Не всем понравился приказ Военного совета. Курили, обсуждали.

– А они что у нас творили! Людей заживо жгли, детей брали за ногу и об стенку! Будь моя воля, я бы им, сволочам, показал!

– Ну, насчет населения, оно, может, и верно…

– А по мне все они фашисты. Их надо так проучить, чтобы навсегда отбило охоту воевать с русскими!

– Интересно, какую казнь придумают этому Гитлеру? Неужели просто расстреляют или повесят?

– Его еще поймать надо.

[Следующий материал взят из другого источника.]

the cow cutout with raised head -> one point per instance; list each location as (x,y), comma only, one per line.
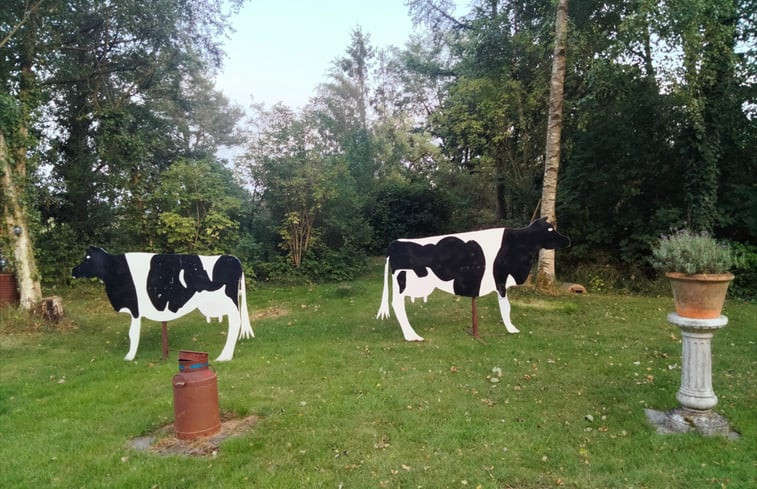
(471,264)
(164,287)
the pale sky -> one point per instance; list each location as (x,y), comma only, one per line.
(282,49)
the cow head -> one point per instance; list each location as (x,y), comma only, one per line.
(546,236)
(93,265)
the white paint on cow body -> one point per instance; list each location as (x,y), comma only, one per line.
(210,303)
(490,241)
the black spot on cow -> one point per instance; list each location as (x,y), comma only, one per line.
(228,271)
(450,259)
(174,279)
(520,247)
(113,270)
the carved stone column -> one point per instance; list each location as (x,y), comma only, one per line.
(695,395)
(696,364)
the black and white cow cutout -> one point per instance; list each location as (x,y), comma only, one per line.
(164,287)
(470,264)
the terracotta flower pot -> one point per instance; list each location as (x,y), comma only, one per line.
(699,296)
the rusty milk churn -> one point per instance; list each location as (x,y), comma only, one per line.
(195,397)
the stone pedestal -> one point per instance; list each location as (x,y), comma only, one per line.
(695,394)
(696,364)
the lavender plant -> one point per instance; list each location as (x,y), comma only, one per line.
(691,252)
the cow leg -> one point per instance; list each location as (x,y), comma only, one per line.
(235,324)
(398,305)
(504,310)
(134,329)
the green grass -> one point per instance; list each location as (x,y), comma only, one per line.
(346,402)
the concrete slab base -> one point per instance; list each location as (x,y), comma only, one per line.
(682,420)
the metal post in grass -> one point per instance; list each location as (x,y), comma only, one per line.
(696,395)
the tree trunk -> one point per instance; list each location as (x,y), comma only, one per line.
(14,218)
(546,270)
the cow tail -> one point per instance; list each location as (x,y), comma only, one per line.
(246,330)
(384,308)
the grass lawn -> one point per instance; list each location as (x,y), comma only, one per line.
(345,402)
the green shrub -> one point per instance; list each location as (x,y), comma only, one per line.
(690,252)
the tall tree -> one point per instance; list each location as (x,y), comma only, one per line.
(546,267)
(293,168)
(16,106)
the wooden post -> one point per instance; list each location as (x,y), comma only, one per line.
(164,325)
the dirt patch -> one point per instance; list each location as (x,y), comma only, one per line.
(163,441)
(269,313)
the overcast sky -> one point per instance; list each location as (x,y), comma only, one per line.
(282,49)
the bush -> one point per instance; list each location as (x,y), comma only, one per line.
(689,252)
(744,286)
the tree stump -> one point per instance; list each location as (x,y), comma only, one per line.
(50,308)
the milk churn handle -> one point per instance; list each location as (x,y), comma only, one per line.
(194,366)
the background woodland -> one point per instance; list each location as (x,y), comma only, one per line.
(112,133)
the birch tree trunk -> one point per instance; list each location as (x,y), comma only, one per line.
(545,277)
(14,217)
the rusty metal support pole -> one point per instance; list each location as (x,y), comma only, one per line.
(164,325)
(474,315)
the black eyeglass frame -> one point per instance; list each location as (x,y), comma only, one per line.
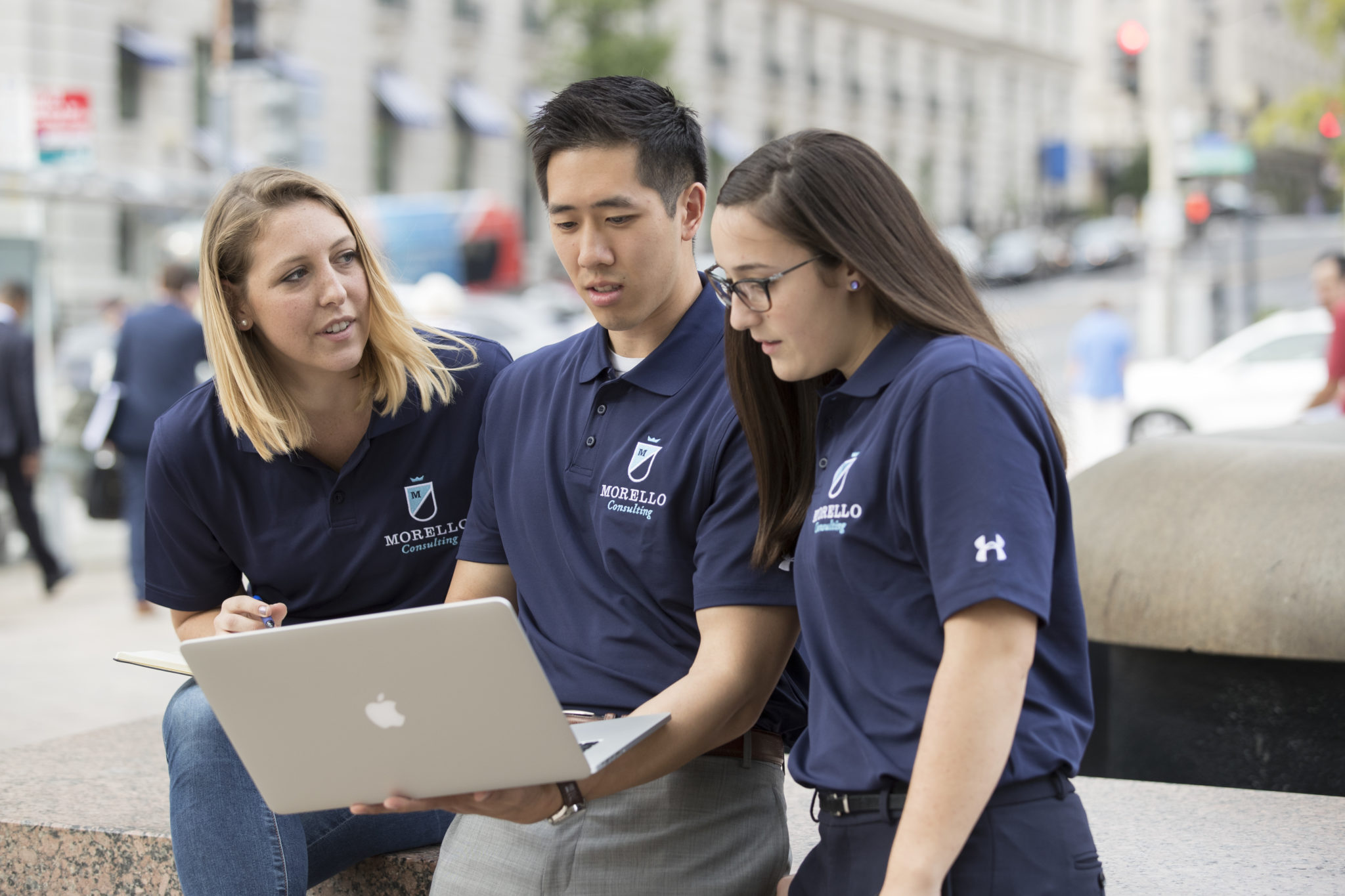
(725,289)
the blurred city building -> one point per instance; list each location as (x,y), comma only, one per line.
(120,117)
(1228,61)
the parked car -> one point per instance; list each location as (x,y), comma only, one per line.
(1017,255)
(1259,377)
(1105,242)
(965,246)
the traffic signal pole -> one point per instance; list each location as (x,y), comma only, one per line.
(1164,222)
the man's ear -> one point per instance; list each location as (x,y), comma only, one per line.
(690,209)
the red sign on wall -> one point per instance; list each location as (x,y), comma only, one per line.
(64,125)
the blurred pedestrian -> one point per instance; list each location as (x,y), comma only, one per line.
(158,355)
(1329,284)
(1099,349)
(20,440)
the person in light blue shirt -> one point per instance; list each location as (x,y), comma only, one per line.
(1099,349)
(156,364)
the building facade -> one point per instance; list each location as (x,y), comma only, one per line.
(971,101)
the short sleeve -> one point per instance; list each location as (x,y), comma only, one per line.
(973,464)
(724,572)
(482,540)
(186,568)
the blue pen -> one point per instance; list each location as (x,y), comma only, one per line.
(271,624)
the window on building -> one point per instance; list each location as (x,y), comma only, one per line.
(1202,64)
(386,139)
(467,10)
(807,54)
(246,34)
(771,43)
(201,60)
(892,74)
(716,49)
(850,60)
(125,241)
(535,20)
(128,85)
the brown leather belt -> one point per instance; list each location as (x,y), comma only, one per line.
(757,744)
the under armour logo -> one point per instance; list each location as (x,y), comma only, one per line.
(984,547)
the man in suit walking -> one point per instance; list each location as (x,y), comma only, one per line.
(20,441)
(156,364)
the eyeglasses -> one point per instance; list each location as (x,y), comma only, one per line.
(753,292)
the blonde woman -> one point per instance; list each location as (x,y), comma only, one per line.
(330,464)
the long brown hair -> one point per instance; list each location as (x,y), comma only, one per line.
(835,196)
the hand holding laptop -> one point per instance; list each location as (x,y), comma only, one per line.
(521,805)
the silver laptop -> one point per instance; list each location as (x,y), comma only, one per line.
(424,703)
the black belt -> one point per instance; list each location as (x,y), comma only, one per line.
(843,803)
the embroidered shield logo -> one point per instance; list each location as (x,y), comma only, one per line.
(642,461)
(420,501)
(838,477)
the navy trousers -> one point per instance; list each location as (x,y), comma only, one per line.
(1036,848)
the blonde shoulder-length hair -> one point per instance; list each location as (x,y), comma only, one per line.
(254,398)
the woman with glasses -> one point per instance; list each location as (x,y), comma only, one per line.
(915,475)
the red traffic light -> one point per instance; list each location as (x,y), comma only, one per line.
(1132,38)
(1197,209)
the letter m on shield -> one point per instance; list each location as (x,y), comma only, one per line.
(420,501)
(642,461)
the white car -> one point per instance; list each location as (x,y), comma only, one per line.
(1261,377)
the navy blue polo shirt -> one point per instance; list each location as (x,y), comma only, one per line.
(381,534)
(939,485)
(623,504)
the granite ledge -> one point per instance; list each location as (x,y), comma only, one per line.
(89,815)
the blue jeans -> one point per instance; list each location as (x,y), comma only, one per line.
(133,512)
(227,842)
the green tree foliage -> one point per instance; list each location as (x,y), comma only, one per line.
(617,38)
(1324,23)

Он, гад, смоется и спрячется где-нибудь.

– Никуда он не денется.

– Хлопцы, кому коня надо подковать, не теряй время, – это эскадронный коваль Маштаков.

– Кончай перекур!

Подковали коней, шипы заменили на подковах, почистили амуницию, оружие, потом малость поспали. А после обеда снова команда: «Хомутай, запрягай, по коням!»

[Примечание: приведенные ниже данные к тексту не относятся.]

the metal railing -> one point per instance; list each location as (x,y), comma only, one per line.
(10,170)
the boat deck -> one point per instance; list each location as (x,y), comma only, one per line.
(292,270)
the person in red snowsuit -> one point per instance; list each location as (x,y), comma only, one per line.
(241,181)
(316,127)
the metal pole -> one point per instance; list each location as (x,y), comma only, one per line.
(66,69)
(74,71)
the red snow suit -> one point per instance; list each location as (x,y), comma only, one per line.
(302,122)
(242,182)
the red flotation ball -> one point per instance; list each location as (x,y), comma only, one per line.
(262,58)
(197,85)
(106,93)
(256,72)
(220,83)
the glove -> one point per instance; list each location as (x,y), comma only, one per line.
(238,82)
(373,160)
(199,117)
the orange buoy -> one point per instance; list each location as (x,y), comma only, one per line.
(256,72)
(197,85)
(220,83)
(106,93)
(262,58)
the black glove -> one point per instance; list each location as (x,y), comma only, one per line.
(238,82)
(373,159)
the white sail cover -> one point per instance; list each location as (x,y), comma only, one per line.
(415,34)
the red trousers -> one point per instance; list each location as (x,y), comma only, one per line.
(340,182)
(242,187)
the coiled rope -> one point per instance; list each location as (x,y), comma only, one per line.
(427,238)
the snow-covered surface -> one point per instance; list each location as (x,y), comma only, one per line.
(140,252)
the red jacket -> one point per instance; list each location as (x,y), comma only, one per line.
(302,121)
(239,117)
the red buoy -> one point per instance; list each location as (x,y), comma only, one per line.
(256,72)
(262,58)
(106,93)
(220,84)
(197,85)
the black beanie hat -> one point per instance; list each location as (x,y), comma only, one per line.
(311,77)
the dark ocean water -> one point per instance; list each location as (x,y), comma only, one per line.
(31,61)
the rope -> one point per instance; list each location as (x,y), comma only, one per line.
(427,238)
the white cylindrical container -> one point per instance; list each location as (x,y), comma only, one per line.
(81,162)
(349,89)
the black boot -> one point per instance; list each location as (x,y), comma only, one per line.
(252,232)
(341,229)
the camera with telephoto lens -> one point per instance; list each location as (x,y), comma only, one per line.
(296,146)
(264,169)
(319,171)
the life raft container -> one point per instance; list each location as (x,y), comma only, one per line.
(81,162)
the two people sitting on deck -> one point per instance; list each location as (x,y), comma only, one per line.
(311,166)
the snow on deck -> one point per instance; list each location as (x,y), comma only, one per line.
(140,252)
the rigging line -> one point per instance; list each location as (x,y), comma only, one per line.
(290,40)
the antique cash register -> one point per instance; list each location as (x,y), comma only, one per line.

Проехали через Алленштейн, уже занятый нашими, без жителей, и выжигаемый зловещим пожаром войны. Это был первый европейский, или, вернее, первый немецкий город в моей жизни. Алленштейн не был похож на те города, которые я видел раньше, на Ленинград, к примеру, или Белосток. Это был многоэтажный темный город с угрюмо-серыми, как бы сплошными домами и узкими, выложенными брусчаткой мостовыми. Дома были как скалы, вернее, они казались вырубленными из темных тяжелых скал не столько для жилья, сколько для украшения города (башенки, карнизы, балконы, колонны, фигурки, звериные морды). Теперь в этих каменных ущельях, по которым гулял чадный ветер, неся клубы дыма и хлопья сажи, было тесно лошадям, людям, машинам, тесно и жарко. Потому что многие дома горели, языки пламени высовывались из окон, круто загибались вверх и метались по стене, будто пытаясь улететь вслед за черным дымом. Оконные проемы сквозили огнем, как печные устья, а окна негоревших домов были темны, глухи и безлюдны.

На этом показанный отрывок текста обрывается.